Water supply utility Anglian Water has begun installing thousands of leak sensors across its network, as well as trialling a new kind of pressure sensor to stop a big cause of leaks; transient surges.
Just like a bell, a cast iron water pipe rings when struck, vibrating from a water leak at a frequency of 1,000Hz and above. Traditional methods of leak detection were acoustical: using the ear or listening sticks for the telltale constant hiss. Correlators compare the signal from accelerometers placed above and below a leak, and can pinpoint its location using a formula based on the speed of sound and the time delay.
Although leaks are an ever-present problem, these techniques are becoming less and less suitable for modern utilities, according to Andy Smith, regional optimisation manager at Anglian Water. First, many of the cast iron pipes are being replaced with plastic compounds, whose acoustical properties do not help engineers pinpoint leaks: less rigid than cast iron, they tend to emit less noise when vibrating, and what noise they do make is at a lower frequency (perhaps below 250Hz).

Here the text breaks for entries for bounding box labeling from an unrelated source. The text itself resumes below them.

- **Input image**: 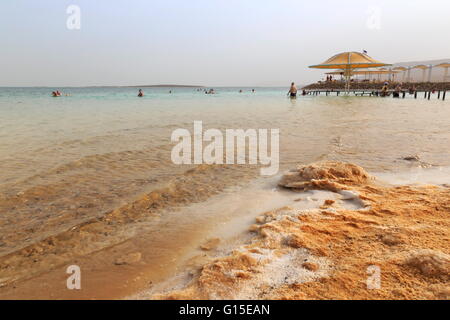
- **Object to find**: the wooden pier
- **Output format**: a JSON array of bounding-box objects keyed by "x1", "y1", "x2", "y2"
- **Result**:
[{"x1": 304, "y1": 89, "x2": 447, "y2": 101}]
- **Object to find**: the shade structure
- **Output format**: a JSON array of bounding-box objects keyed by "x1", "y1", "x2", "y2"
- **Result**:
[
  {"x1": 411, "y1": 64, "x2": 429, "y2": 82},
  {"x1": 326, "y1": 68, "x2": 399, "y2": 82},
  {"x1": 392, "y1": 67, "x2": 408, "y2": 81},
  {"x1": 309, "y1": 52, "x2": 390, "y2": 92},
  {"x1": 435, "y1": 62, "x2": 450, "y2": 82}
]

Second, like many water utilities, Anglian Water is becoming ever less willing to send out teams of engineers to deploy noise loggers in ‘lift and shift’ operations. The best hunting time is between 2am and 4am, when pressure is higher and few residents are turning taps on and off. But night work is expensive and labour-intensive, and can be risky, too, particularly if technicians have to work from access points in the road.
Pushing the distance
From an operational point of view, the utility would prefer to install fixed-place sensors, which offer the advantage of finding leaks quickly – before they grow to the point where the water has to be turned off for repairs.

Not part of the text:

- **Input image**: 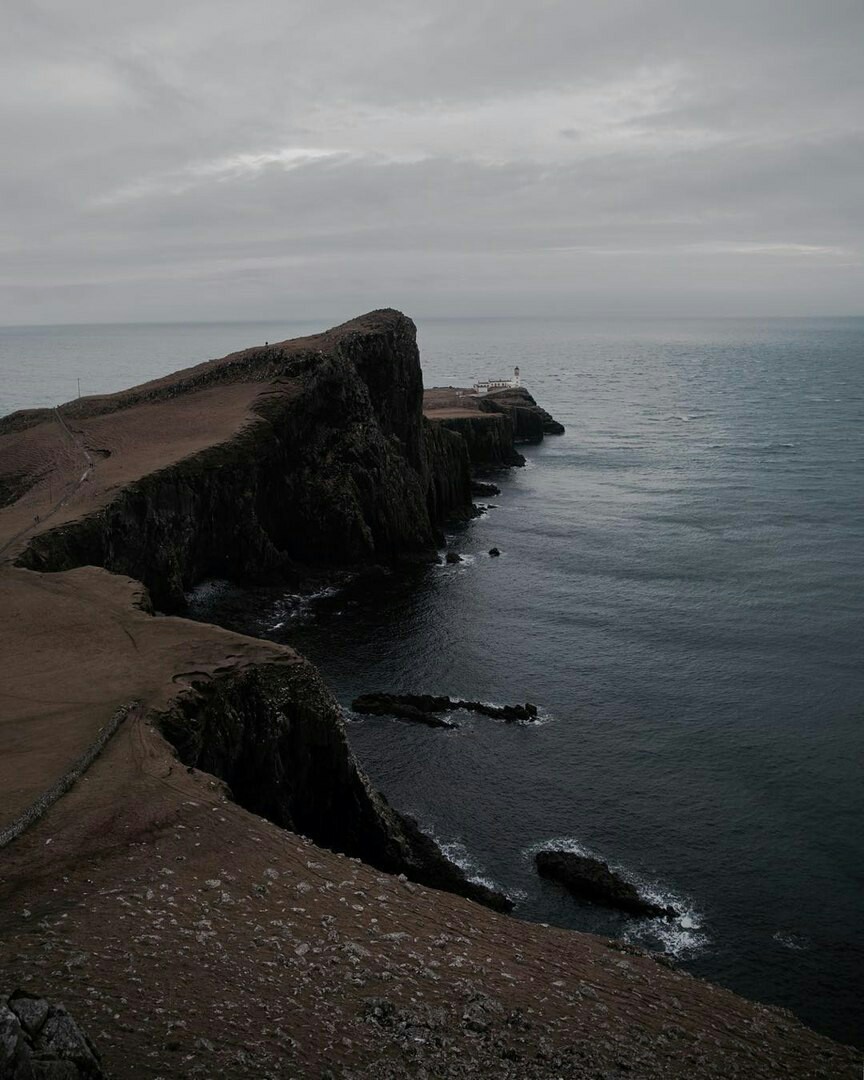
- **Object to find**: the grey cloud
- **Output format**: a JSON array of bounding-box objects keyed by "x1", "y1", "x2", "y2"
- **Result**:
[{"x1": 0, "y1": 0, "x2": 864, "y2": 323}]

Because plastic pipe is a poor sound propagator, traditional sensors would need to be placed 50-100m apart to detect leaks, according to Anglian Water research. That density would require a number of sensors that is prohibitively expensive, not only because of the hardware, but also the installation cost. But with new technology, the utility is able to push out the distance between sensors to 750m – though leaks have been detected as far as 3km away. That makes their purchase and installation easier to justify from an economic view.

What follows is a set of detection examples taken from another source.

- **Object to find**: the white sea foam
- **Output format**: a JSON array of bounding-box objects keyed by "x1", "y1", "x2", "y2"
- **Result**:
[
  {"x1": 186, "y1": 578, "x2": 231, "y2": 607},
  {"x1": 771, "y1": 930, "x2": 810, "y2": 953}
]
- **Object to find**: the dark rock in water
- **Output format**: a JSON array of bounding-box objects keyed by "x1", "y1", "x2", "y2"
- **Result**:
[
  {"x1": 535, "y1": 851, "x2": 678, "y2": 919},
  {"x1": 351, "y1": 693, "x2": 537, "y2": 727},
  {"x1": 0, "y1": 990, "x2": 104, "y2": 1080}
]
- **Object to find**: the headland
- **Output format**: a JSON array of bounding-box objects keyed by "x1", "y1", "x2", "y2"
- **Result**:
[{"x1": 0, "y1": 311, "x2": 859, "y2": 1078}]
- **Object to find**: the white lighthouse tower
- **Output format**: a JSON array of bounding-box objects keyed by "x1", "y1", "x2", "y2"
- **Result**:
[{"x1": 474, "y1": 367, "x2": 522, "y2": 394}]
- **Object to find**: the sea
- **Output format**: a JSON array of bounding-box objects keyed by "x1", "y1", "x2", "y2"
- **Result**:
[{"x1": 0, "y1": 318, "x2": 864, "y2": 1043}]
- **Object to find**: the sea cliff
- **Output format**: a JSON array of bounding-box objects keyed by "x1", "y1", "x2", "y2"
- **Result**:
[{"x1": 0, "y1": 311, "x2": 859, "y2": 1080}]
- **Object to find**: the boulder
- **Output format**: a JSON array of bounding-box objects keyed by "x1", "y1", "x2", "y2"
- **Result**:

Rather than listening to the tube, the sensors in question listen to the column of water. That is because the sensors are so-called ‘hydrophones’, originally developed for use in submarines. Crucially, not only can they detect leaks farther away, but also they can detect sounds at lower frequencies than the human ear, so can pick up the vibrations caused by leaks in plastic pipe that ripple through the water.
Based on the trial, carried out with Halma Water Management, leak detection firm Gutermann and hydrophone supplier Primayer, Anglian Water plans to install 3,500 such sensors by the end of 2020; only a few hundred are currently in the ground. In the following investment period to 2025, in excess of 10,000 sensors may be installed to cover about half of the utility’s network.
And that’s not all. The utility is not only listening for leaks, but also one of their biggest causes: fast pressure transients. If a factory is using the network to fill a large tank, for example, but uses an incorrectly-configured valve that slams off the water very quickly, that action will generate a pressure wave at three to four times the supply amplitude, but only for a split second. In such cases, the pressure finds the weakest point in the network, and possibly results in a burst pipe.
Previously, the utility has been unable to detect such effects, as system pressure measurements were taken as a five-minute average. A recent project is sampling pressures at a frequency of 128Hz, enabling the utility to start to identify transients in granular detail. The purpose of this is to be able to determine where these events are happening, so that they can be stopped.
Sampling rate on its own isn’t the solution; in fact, in the past it has been the problem. In an hour’s time, the sensor will have logged 460,000 readings; in a week, that’s 77.4m; all of that data quickly fills up a device’s memory that previously would have been periodically downloaded using a PDA. The breakthrough has been working with hardware OEMs – including local small business Syrinix, as well as Inflowmatix and Technolog – to develop smart ways of managing what data is captured, and what is sent. Now, for example, the sensors only sample at 128Hz during an event. Similiarly, Anglian Water scientists are working with hydrophone supplier Primayer to automate the processing of signal data, which is sent by GSM signals to a cloud server. (Anglian Water so far has not made a final supplier choice for the pressure sensors).
Explains Smith: “We are engaged with the supply chain; we actively look for new technology. Ultimately, it’s about doing things differently. If we continue to manage leakage and our infrastructure the same way, why should we expect a different result?”
A disadvantage to the utility is that both hydrophones and transient sensors – unlike traditional noise loggers – need to be installed in the water column, so inside the pipe. To keep costs down, Anglian Water has been scheduling their installation when customers have ordered a smart meter, for example, or digging new holes where old stop tap boxes and metering points needed replacement. An average new installation in a district metered area of on average 1,200 properties and 19km of water main might consist of 30 noise loggers and five enhanced pressure monitors.
And it might not stop there; as the dedicated monitoring points have been installed, it would be relatively low-cost to install other equipment too. That might include, for example, real-time water quality monitors. “We don’t even know what [other] sensors are available,” Smith concludes.
By Will Dalrymple